La caméra doit être déclenchée avant l'action, et elle ne peut pas tourner 24h/24 car elle ne dispose que de 3H d'autonomie. "Dans une situation d'urgence de maintien de l'ordre, sur de la légitime défense, je ne sais pas comment le collègue déclenche la caméra", souligne Frédéric Lagache.

"En aucun cas l'absence d'enregistrement ne peut pour autant constituer un motif invalidant le recours au LBD", rappelle d'ailleurs Eric Morvan dans son instruction.

- "Climat de suspicion"-

Une expérience a été menée dans l'Ain à Bourg-en-Bresse lors de l'acte 10 des "gilets jaunes" où les porteurs de LBD ont été équipés d'une caméra.

"On a vu que selon où est positionnée la caméra - le torse ou le sternum - cela fonctionne plus ou moins bien", explique à l'AFP une source policière. Lorsque le tireur épaule son LBD, "la caméra peut aussi bouger" ou l'image "être masquée par un bras", selon cette source. Mais "le niveau sonore est cependant très bon", ajoute-t-elle.

Autre inconvénient : la distance. Les LBD ont une portée jusqu'à 25 voire 50 mètres. La caméra-piéton "est utilisée pour le contrôle d'identité", rappelle Frédéric Lagache, et "au delà de 5 mètres on ne voit rien" sur l'enregistrement.

"La luminosité a aussi son importance, la nuit on ne voit rien non plus", ajoute la source policière pour qui "il ne faut pas croire que c'est l'alpha et l'oméga, c'est juste la meilleurs solution pour le moment".

Alternative CFDT qui "salue" cette initiative met cependant "en garde les autorités contre la volonté d’imposer un déclenchement permanent qui pourrait laisser croire une certaine suspicion quant aux comportements des policiers et gendarmes face aux +gilets jaunes+".

"Le climat de suspicion vise une fois de plus la police", insiste Fredéric Lagache, "mais puisqu'il faut prouver par l'absurde, nous le ferons. Nous n'avons rien à cacher".

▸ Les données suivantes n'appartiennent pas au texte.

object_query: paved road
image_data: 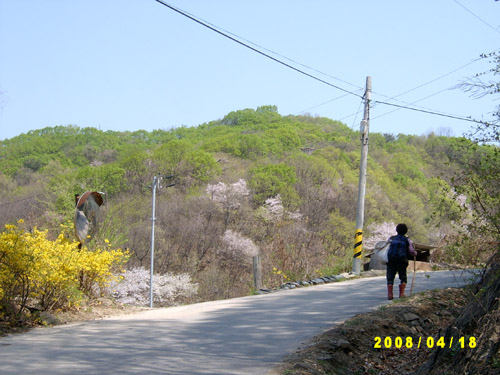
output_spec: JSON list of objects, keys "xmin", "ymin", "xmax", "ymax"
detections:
[{"xmin": 0, "ymin": 270, "xmax": 477, "ymax": 375}]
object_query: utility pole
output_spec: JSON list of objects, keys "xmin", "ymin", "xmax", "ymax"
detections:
[
  {"xmin": 149, "ymin": 174, "xmax": 175, "ymax": 308},
  {"xmin": 352, "ymin": 76, "xmax": 371, "ymax": 275},
  {"xmin": 149, "ymin": 174, "xmax": 160, "ymax": 308}
]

"En 2018, le nombre de policiers de sécurité publique blessés en maintien de l'ordre et service d'ordre a augmenté de +400%. Tout ce qui permet de faire baisser le niveau de violence est fondamental", a tweeté mercredi Eric Morvan.

"La caméra-piéton, associée dans la mesure du possible à l’usage du LBD, éclairera le contexte de violences et la réponse des forces de l'ordre. Nous travaillons à une solution vidéo intégrée et performante", a-t-il aussi twitté.

Selon M. Castaner, sur 81 enquêtes dont a été saisie l'Inspection générale de la police nationale (IGPN), quatre concernent des personnes gravement blessées à l’œil par des LBD depuis le début du mouvement le 17 novembre. Mais selon le collectif militant "Désarmons-les" et le journaliste indépendant David Dufresne, 17 personnes ont perdu un œil.